再过一个月,学校马上就要开学了,其实,她很担心现在的小弄,会跟不上功课。
所以,她希望小弄别再继续和她玩这种继续“很笨”的游戏了。
“爸爸说,课本上的知识根本就没用,考到六十分就可以了——”小弄小声嘟喃。
邢、岁、见!
乔唯朵咬牙切齿。
“别听他的,只有坏学生,才找这种理由。”她不悦地打断小弄的话。
“妈妈,你怎么知道爸爸是坏学生?”有人讲爸爸坏话,小弄不服气,即使那个人是她亲爱的妈妈。
“我们是同学,他成绩有多烂,我怎么可能不知道?”她淡声道。
不是她拆他的台,而是她讲的是事实。
“爸爸读书的时候很坏?”小弄眼睛一亮。
“嗯,烂透了!”不知道为什么,讲坏话,让她心情能稍微好转。
“妈妈,你快讲爸爸的事给我听!”小弄缠她。
“没什么好讲,坏学生无非就是翘课、抽烟、打架……”
母女俩,躺在床上,聊着天。
半个小时后。
“妈妈,爸爸好象最近回来得越来越晚了……”害得她好担心如果自己继续做恶梦的话,爸爸不在身边,没有人背背她。
一直强撑着睡意的小弄,眼皮已经渐渐搭下。
“睡吧,妈妈明晚没有教课,早点回来陪你。
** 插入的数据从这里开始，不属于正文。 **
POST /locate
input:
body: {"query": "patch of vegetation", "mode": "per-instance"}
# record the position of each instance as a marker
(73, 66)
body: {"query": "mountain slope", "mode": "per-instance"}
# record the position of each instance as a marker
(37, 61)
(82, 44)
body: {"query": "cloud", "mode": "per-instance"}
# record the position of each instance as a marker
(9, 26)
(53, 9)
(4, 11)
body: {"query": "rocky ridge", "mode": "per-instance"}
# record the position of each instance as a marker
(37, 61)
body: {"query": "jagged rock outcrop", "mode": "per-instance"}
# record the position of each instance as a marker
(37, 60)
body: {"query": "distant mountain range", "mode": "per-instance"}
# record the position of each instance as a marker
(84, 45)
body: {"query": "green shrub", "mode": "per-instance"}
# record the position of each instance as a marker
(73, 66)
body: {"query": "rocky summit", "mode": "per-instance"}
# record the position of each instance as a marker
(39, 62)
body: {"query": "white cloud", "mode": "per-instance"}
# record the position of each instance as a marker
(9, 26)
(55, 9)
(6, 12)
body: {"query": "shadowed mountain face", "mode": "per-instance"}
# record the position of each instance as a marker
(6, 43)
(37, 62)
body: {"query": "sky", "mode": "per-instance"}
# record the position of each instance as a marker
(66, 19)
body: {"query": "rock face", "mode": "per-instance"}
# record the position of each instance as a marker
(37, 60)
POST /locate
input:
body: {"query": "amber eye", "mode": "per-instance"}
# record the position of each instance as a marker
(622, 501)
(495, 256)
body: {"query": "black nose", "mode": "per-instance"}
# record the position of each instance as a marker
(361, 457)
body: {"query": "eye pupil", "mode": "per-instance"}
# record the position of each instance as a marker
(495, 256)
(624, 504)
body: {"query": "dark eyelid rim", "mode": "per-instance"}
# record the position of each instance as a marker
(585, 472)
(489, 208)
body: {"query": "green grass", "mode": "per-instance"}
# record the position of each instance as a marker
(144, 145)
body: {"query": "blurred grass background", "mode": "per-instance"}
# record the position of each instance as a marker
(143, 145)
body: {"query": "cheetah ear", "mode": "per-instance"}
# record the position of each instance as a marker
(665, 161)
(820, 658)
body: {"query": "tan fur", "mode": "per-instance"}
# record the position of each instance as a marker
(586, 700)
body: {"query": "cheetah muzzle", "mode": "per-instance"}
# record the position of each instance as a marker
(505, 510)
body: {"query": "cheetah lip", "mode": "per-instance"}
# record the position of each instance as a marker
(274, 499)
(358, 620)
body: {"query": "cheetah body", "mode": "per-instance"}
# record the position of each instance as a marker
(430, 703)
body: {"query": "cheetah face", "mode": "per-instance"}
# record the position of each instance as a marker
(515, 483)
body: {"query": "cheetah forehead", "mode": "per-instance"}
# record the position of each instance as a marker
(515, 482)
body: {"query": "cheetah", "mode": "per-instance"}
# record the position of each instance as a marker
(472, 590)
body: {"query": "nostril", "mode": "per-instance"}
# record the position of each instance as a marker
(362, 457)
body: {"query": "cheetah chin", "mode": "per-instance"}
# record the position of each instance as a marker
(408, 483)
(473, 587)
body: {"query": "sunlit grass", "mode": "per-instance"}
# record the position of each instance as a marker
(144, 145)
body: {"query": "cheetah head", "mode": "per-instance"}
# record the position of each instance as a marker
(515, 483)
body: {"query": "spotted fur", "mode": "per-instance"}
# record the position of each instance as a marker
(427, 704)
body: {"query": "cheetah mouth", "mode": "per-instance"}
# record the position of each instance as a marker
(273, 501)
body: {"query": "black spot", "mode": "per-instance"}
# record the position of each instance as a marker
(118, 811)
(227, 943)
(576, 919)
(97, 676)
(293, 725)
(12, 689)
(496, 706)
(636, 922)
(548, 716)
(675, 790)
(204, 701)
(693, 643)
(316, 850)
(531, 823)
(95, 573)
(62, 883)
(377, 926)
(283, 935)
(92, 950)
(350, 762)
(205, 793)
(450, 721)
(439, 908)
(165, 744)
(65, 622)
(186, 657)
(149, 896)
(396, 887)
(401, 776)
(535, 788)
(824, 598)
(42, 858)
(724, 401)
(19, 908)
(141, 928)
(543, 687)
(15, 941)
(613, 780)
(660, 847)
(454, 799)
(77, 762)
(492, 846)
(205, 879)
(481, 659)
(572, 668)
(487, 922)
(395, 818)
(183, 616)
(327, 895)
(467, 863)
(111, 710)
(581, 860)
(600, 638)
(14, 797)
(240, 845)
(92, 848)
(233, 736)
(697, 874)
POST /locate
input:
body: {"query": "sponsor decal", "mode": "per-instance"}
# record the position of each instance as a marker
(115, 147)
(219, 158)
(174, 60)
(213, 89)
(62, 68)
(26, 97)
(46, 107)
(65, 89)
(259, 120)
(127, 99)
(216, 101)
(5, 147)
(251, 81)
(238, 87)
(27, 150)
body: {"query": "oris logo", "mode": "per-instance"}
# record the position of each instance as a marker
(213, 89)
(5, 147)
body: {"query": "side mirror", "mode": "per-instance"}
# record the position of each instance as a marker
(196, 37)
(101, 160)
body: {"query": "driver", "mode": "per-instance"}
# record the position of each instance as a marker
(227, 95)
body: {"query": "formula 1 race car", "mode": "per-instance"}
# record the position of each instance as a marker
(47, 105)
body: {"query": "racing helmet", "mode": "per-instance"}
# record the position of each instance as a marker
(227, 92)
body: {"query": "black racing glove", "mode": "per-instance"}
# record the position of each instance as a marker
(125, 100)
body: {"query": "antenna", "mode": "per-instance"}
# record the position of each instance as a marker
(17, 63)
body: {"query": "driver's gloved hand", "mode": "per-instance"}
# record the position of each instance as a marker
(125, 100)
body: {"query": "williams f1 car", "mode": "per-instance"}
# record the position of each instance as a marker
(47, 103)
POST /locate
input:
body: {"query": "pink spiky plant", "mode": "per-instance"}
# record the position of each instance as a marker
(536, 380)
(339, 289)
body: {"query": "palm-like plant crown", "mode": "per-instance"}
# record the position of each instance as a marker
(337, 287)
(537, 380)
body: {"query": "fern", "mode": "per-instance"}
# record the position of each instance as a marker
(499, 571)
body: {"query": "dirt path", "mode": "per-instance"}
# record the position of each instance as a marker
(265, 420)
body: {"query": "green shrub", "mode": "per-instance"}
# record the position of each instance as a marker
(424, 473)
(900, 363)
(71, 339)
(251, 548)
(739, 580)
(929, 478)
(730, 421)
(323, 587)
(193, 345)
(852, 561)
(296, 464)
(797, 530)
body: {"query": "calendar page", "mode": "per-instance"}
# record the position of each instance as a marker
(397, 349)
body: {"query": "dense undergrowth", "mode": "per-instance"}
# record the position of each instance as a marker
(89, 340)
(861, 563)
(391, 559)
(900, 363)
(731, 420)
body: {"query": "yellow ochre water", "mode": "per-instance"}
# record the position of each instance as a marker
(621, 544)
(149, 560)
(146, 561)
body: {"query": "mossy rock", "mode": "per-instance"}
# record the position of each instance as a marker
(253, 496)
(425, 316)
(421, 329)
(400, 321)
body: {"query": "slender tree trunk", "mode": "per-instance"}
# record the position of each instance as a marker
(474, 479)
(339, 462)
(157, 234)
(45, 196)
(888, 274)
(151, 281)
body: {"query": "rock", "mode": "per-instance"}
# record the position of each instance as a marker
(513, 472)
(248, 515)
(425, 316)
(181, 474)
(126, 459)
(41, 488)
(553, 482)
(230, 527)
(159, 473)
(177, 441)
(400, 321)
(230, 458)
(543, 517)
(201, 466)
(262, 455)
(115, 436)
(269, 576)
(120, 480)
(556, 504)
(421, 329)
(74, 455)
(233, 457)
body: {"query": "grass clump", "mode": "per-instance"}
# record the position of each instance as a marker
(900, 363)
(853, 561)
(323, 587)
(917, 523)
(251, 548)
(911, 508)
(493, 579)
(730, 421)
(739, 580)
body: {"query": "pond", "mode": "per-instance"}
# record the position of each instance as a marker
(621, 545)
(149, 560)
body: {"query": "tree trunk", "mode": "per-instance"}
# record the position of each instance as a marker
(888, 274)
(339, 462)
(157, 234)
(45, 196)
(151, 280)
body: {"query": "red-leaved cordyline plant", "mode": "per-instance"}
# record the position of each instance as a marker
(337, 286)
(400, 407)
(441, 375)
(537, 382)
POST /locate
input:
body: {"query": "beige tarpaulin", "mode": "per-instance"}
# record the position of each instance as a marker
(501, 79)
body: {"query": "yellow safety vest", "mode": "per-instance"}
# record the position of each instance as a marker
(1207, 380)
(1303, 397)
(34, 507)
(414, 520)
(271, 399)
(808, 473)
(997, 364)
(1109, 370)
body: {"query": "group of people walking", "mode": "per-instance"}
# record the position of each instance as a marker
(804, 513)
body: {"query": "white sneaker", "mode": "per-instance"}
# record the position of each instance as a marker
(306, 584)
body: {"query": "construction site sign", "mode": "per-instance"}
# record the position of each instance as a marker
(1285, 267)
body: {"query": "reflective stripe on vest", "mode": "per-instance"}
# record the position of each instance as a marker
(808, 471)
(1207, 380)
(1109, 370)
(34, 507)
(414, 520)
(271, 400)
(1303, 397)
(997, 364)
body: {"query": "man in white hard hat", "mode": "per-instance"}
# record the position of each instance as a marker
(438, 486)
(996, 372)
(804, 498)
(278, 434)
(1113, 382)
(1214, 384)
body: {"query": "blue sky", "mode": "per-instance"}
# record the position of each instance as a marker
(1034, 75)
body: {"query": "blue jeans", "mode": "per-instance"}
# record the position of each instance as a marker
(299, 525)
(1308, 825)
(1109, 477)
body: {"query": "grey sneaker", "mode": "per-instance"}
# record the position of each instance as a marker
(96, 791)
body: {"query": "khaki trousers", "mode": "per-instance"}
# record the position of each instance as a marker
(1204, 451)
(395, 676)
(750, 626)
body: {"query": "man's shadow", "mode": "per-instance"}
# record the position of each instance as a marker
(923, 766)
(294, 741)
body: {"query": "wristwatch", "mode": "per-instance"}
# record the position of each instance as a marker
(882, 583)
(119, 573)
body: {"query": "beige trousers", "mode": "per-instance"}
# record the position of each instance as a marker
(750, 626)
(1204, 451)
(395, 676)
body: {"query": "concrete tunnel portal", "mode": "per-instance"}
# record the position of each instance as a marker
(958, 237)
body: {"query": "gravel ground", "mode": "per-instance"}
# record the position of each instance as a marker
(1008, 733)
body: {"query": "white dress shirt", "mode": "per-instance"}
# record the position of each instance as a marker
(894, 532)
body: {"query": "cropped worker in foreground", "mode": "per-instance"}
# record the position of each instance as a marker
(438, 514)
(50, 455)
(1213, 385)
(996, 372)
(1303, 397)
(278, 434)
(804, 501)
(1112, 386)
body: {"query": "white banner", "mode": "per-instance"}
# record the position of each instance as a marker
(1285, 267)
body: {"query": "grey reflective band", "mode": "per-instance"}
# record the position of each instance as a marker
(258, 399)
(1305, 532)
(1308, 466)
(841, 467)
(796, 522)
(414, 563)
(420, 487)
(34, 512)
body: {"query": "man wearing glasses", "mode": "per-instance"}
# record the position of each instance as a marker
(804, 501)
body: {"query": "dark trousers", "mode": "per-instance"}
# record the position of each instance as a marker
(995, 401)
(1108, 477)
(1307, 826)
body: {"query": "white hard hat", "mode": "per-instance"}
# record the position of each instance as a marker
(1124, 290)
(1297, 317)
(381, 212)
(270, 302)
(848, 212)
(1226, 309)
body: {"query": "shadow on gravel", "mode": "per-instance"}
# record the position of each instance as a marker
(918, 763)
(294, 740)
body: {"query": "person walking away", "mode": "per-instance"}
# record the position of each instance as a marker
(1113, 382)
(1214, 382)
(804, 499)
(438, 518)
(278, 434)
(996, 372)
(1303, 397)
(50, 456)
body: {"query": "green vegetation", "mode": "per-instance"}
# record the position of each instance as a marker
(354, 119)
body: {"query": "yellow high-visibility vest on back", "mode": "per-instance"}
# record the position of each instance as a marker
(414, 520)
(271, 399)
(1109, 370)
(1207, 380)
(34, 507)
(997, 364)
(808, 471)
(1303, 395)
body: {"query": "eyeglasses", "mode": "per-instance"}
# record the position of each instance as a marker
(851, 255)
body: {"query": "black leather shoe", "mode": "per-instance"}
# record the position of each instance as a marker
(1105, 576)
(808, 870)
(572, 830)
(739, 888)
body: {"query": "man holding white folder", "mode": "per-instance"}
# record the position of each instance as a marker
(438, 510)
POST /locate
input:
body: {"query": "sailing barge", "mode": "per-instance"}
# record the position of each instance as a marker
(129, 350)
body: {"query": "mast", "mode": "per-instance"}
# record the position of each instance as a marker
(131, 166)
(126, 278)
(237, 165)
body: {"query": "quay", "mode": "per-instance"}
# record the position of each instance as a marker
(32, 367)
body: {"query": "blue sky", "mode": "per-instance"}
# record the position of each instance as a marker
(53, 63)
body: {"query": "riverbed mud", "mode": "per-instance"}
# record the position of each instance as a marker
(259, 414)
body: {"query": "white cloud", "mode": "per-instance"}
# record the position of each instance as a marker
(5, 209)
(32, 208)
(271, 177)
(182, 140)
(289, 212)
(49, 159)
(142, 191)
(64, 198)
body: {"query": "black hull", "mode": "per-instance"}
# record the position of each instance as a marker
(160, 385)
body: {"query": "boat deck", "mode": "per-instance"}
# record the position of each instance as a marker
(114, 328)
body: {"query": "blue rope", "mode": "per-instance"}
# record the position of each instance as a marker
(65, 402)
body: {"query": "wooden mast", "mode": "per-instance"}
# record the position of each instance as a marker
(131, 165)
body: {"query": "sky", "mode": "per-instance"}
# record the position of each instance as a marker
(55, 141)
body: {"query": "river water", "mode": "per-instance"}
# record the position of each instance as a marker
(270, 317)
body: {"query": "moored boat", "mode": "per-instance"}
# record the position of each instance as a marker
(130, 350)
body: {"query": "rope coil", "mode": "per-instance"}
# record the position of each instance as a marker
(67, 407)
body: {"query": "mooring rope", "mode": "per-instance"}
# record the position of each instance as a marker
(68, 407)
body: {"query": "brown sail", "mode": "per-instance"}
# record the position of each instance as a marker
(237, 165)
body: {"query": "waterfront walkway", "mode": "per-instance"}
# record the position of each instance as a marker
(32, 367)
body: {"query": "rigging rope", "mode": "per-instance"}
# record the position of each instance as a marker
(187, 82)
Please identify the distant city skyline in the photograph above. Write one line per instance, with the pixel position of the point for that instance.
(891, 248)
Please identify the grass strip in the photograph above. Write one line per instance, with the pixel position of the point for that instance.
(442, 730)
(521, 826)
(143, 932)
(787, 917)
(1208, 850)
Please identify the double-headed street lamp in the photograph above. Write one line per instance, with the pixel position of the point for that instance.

”她摸摸女儿的脸庞,转移话题,露出浅浅笑意。
连她也很意外,自己将“妈妈”的角色适应的很好。
……
小弄已经睡着,乔唯朵唇边的笑容渐渐略失。
略略交代了吴特护,她起身上楼。
一个人躺在诺大的床上,心,空空的。
除了小弄,她越来越觉得自己的世界,没有一点颜色。
很荒寂。
翻着电话本,想打电话给常欢,却不知道该说什么。
她怕知道“别人”的情况,也怕别人问起她的情况,最终,手机还是搁在了一旁。
夜色越来越深。
凌晨一点。
他还是没有回来。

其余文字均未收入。